After all this things you can look in all pages in in Internet......



Anybody can speak about the low in egipcian marriage in a contract of " orfi"?!!???????? 



Thanks in advance!!!


----------



## hhaddad (Apr 14, 2010)

Mio said:


> After all this things you can look in all pages in in Internet......
> Anybody can speak about the low in egipcian marriage in a contract of " orfi"?!!????????
> Thanks in advance!!!


The non notarized marriage (which is called 3orfi ) is not recognized by lots of destinations ( courts- official paperwork regarding inheritance- pension unless with a decision from court), but it is a correct marriage if it has the correct conditions of marriage in Islam
2)If the Notarized marriage is in secret-- it would violate an Islamic condition in marriage which is announcing,,, which means denying marriage even for one person cancel the marriage- so even with a marriage with Maazon.. but not announced , that is violating to the conditions of marriage)
3) The reason that the non notarized marriage is not recognized by the government, is that the marriage tax is not paid , Paying Taxes (marriage fees) means the ability to have services,, If the marriage is not notarized- tax is not paid,, the government does not interfere in a possible dispute/ conflict in the marriage (deprive its service)...so the courts does not interfere
.
Now something very important, fatherhood does not need a notarized marriage to be proved,, so if the fatherhood is proved , the children will inherits as if in the notartized marriage...(the problem of orfi marriage that If there is a dispute between the man and the woman, the court will not interfere,,, that is it ,, for the previous reasons I mentioned)

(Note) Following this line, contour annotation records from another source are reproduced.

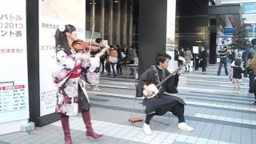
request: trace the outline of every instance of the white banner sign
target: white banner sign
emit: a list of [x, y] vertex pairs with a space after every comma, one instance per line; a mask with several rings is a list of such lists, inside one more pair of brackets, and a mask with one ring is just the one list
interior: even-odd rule
[[0, 123], [30, 117], [26, 23], [26, 0], [1, 3]]
[[73, 25], [77, 28], [78, 38], [86, 35], [85, 0], [39, 0], [39, 69], [40, 69], [40, 115], [55, 112], [57, 87], [51, 76], [55, 67], [56, 29]]
[[178, 66], [174, 65], [175, 14], [176, 0], [167, 1], [166, 53], [172, 58], [168, 66], [170, 72], [174, 71]]

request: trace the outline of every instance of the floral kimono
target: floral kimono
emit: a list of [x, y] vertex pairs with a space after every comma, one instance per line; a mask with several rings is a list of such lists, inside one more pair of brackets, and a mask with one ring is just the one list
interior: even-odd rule
[[85, 86], [86, 74], [82, 74], [82, 71], [95, 67], [95, 62], [93, 59], [81, 62], [77, 55], [73, 49], [57, 47], [58, 70], [52, 73], [54, 82], [58, 87], [56, 112], [67, 116], [76, 116], [78, 108], [82, 112], [90, 110], [90, 101]]

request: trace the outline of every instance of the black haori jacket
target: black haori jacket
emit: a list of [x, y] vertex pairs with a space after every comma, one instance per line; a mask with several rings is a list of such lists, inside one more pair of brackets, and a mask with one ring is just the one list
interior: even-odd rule
[[[170, 74], [170, 73], [167, 70], [164, 70], [164, 74], [162, 74], [164, 78]], [[159, 106], [171, 104], [174, 102], [186, 105], [182, 98], [170, 94], [178, 93], [178, 74], [173, 75], [162, 84], [159, 94], [157, 96], [152, 98], [144, 98], [143, 105], [146, 106], [146, 114], [154, 113]], [[159, 79], [161, 78], [159, 78], [156, 66], [151, 66], [141, 75], [136, 87], [136, 97], [142, 97], [143, 86], [145, 84], [154, 83], [157, 85], [160, 82]]]

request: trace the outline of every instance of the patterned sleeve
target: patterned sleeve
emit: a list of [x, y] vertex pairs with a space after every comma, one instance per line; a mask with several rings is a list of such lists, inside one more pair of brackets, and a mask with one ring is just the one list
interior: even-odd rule
[[76, 64], [75, 54], [67, 54], [62, 47], [57, 48], [56, 53], [57, 62], [60, 66], [72, 70]]

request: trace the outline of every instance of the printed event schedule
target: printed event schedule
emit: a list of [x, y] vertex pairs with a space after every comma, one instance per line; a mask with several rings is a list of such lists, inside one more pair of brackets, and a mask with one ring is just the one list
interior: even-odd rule
[[25, 85], [0, 82], [0, 113], [26, 109]]

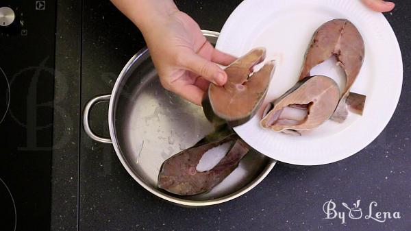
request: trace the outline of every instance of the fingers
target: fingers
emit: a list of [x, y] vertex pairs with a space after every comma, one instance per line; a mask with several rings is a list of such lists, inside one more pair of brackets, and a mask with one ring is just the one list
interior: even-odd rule
[[216, 49], [214, 49], [211, 56], [211, 60], [212, 62], [224, 66], [228, 66], [231, 64], [233, 62], [236, 61], [236, 60], [237, 60], [236, 57], [220, 51]]
[[188, 53], [182, 60], [177, 62], [187, 70], [202, 76], [216, 85], [224, 85], [227, 82], [227, 74], [219, 65], [194, 52]]
[[386, 12], [393, 10], [395, 4], [393, 2], [385, 1], [383, 0], [362, 0], [362, 2], [371, 10], [379, 12]]

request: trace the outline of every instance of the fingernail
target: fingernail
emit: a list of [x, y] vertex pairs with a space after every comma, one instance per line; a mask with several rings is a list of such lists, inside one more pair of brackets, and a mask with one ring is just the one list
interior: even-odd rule
[[225, 84], [225, 77], [224, 76], [224, 74], [223, 74], [222, 73], [218, 73], [216, 75], [216, 77], [214, 78], [214, 81], [219, 84], [219, 85], [223, 85]]

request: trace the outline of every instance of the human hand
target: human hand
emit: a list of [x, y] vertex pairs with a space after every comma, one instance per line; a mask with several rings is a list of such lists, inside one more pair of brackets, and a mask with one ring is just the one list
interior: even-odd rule
[[176, 10], [143, 34], [166, 89], [201, 105], [210, 82], [221, 86], [227, 82], [227, 74], [216, 63], [227, 66], [236, 58], [215, 49], [186, 14]]
[[386, 12], [393, 10], [395, 4], [393, 2], [383, 0], [361, 0], [366, 6], [374, 11]]

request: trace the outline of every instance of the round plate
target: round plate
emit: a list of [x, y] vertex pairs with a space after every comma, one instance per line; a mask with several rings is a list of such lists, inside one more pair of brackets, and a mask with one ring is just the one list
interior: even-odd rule
[[[297, 82], [314, 32], [323, 23], [339, 18], [354, 23], [365, 43], [364, 64], [351, 90], [366, 95], [363, 115], [350, 112], [342, 123], [327, 121], [301, 136], [261, 128], [264, 107]], [[371, 143], [395, 110], [403, 77], [398, 41], [384, 16], [369, 10], [360, 0], [245, 0], [224, 25], [216, 48], [240, 56], [256, 47], [266, 48], [266, 60], [277, 61], [275, 73], [258, 113], [234, 130], [251, 146], [271, 158], [300, 165], [344, 159]], [[340, 72], [328, 60], [311, 74], [323, 74], [340, 82]]]

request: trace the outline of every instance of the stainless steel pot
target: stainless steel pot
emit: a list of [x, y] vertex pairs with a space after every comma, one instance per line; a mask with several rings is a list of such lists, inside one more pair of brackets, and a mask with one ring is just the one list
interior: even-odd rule
[[[219, 33], [203, 33], [215, 44]], [[89, 124], [92, 106], [103, 101], [110, 101], [110, 138], [95, 134]], [[260, 153], [250, 152], [208, 193], [183, 197], [157, 188], [162, 163], [193, 145], [212, 127], [201, 107], [162, 87], [147, 49], [125, 65], [111, 95], [96, 97], [86, 104], [83, 117], [86, 133], [96, 141], [112, 144], [120, 161], [138, 184], [159, 197], [182, 206], [209, 206], [239, 197], [260, 183], [275, 164]]]

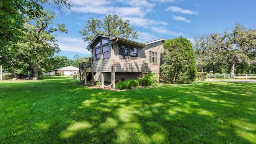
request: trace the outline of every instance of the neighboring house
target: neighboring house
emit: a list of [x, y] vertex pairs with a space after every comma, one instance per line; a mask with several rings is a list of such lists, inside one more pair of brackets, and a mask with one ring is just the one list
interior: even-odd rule
[[79, 71], [78, 68], [70, 65], [58, 69], [56, 72], [60, 73], [61, 75], [77, 75]]
[[142, 43], [98, 34], [86, 47], [92, 51], [91, 61], [80, 63], [83, 68], [79, 73], [91, 73], [93, 85], [94, 81], [107, 81], [111, 82], [109, 86], [113, 88], [119, 79], [143, 77], [148, 70], [159, 73], [166, 41], [163, 38]]

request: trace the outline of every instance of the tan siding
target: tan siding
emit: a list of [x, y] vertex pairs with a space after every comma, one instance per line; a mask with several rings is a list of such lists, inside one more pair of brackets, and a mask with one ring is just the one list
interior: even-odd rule
[[122, 81], [127, 79], [137, 79], [142, 76], [140, 72], [117, 72], [116, 73], [116, 81], [118, 81], [119, 77], [122, 78]]
[[109, 45], [109, 57], [108, 58], [102, 59], [103, 55], [102, 55], [101, 59], [95, 60], [94, 58], [94, 49], [92, 49], [92, 58], [93, 61], [93, 72], [94, 73], [103, 72], [107, 72], [111, 71], [111, 45]]
[[[158, 41], [150, 44], [146, 48], [138, 48], [138, 57], [134, 60], [120, 58], [118, 52], [119, 43], [114, 44], [114, 68], [116, 72], [146, 72], [150, 70], [153, 73], [159, 73], [160, 57], [163, 51], [163, 42]], [[131, 45], [132, 46], [132, 45]], [[149, 51], [158, 53], [158, 64], [149, 63]]]
[[[153, 73], [159, 73], [160, 67], [160, 59], [161, 55], [164, 51], [163, 42], [158, 41], [150, 44], [150, 46], [145, 48], [145, 53], [147, 59], [147, 63], [148, 64], [148, 67]], [[149, 63], [149, 51], [154, 51], [158, 53], [157, 64]]]

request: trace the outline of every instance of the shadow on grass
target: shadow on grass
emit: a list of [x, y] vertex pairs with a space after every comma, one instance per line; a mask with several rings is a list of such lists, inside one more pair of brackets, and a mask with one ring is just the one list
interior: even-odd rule
[[197, 82], [109, 91], [72, 82], [49, 81], [47, 90], [36, 97], [1, 98], [3, 103], [8, 97], [16, 101], [10, 106], [11, 112], [4, 111], [4, 118], [16, 120], [1, 126], [9, 132], [1, 139], [39, 143], [255, 142], [255, 84]]

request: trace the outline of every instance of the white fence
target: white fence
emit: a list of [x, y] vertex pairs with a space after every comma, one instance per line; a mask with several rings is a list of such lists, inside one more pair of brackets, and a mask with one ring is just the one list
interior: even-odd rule
[[[229, 74], [222, 75], [208, 75], [207, 78], [229, 78], [230, 75]], [[250, 75], [234, 75], [233, 79], [256, 79], [256, 74]]]
[[44, 73], [44, 75], [53, 75], [53, 74], [52, 73]]

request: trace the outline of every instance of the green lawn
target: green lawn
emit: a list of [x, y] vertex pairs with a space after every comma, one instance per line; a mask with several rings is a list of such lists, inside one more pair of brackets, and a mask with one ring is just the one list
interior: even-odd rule
[[108, 91], [77, 81], [0, 82], [0, 143], [256, 143], [256, 83]]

The orfi marriage can really be a problem , if it is done in secret,,, (without announcing,, and of course if the two witnesses to the marriage are not reliable,, that can create lots of problem, and of course the court will not interfere in them(so the woman can lose lots of her rights,,,that is it)
-----The condition of the correct marriage:- 
-The approval of the two parties
-Two reliable male witnesses
- Announcing... (some sec also add alwali if the pride is not
Sayb),,,
- Sadak : dowry
If the Orfi marriage contains the above conditions it is 100% correct marriage , does not matter if it is not notarized or not.. (of course if the notarized marriage has one less conditions than those,, It is not correct marriage even if it is notarized)


----------



## MaidenScotland (Jun 6, 2009)

Yes don't do it unless its all out in the open,


----------



## charleen (Apr 26, 2009)

whats the point anyway? Just have a happy great wonderful wedding day with your family...otherwise why get married??? IMHO


----------



## Mio (Jul 19, 2011)

Well, this is like the information I find, but I want know the low exactly, obligations and rights, divorce, death of the spouses or one of them, orphans .... legislation regarding


----------



## Milouk84 (Mar 17, 2012)

Mio said:


> Well, this is like the information I find, but I want know the low exactly, obligations and rights, divorce, death of the spouses or one of them, orphans .... legislation regarding


If he asked you to marry him orfi, so based on hhaddad's reply you should ask yourself or him, why he doesn't want to have a contract. You can use a marriage contract anywhere for any reason, I don't think you can use an orfi paper for any thing, unless you have a lawyer. Stay on the safe side and go ask a lawyer. Know your rights before you find yourself stuck.


----------



## hhaddad (Apr 14, 2010)

Mio said:


> Well, this is like the information I find, but I want know the low exactly, obligations and rights, divorce, death of the spouses or one of them, orphans .... legislation regarding


With an Orfi marriage you have no legal rights at all as far as I know and there's no divorce just tear up the contract but make sure that both copies are destroyed otherwise if he still has a copy your still married to him.


----------



## MaidenScotland (Jun 6, 2009)

For legal advice... see a lawyer don't rely on information from a forum.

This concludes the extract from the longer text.